I've just returned from Cross Creative in Glasgow. It was interesting to hear Andrew Chitty discuss Illumina's approach. In some areas it is quite similar to Mint, in other areas quite different.
For Empire's Children, Illumina built a map for users to submit their histories. Illumina felt it was important to bridge the gap between professional quality of TV content and amateur quality of much web content. From what Andrew showed, they did a good job of this.
When Wall to Wall saw the site, their immediate reaction was 'it would have been great if we'd had a tool like that when we were making the TV show'. Currently they are working together on a project to make that happen. That elusive 'genuinely 360 idea' edges closer.
Recently, Illumina have taken on some projects for museums.

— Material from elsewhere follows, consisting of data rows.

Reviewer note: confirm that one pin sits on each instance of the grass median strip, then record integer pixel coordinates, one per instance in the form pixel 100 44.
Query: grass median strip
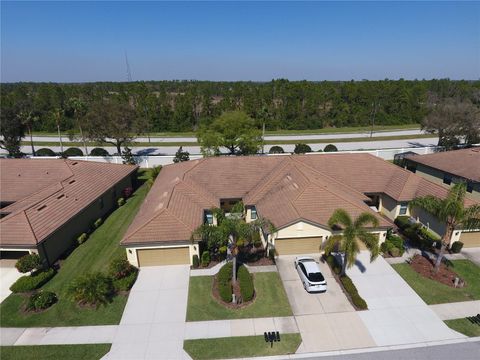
pixel 271 300
pixel 242 346
pixel 53 352
pixel 433 292
pixel 94 255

Like TV, museums group people together by shared passion. Unlike TV, museums exist in the physical world. This is interesting. Lots of the most interesting 360 ideas in advertising (e.g. Nike's RunLondon or Innocent's Fruitstock) exist mainly in the real world (and only secondarily online). I think this trend towards the real world will extend into TV cross-platform ideas. The MobileAct project we are working on for Channel 4 has a massive real-world element.
For the new Centre of Cell experience, Illumina created a website that you need to visit before and after visiting the museum. The museum itself becomes one part of a bigger experience.
For Kew Gardens, Illumina noticed there were 4 million photos on Flickr tagged 'Tree'. This shows a tremendous level of interest. Illumina's aim building the new site is to bring this conversation within the Kew site.
This half of Illumina's work is about user-generated content and the participatory web and is similar to what Mint do. The other half involves narrative and video production and is a whole different world.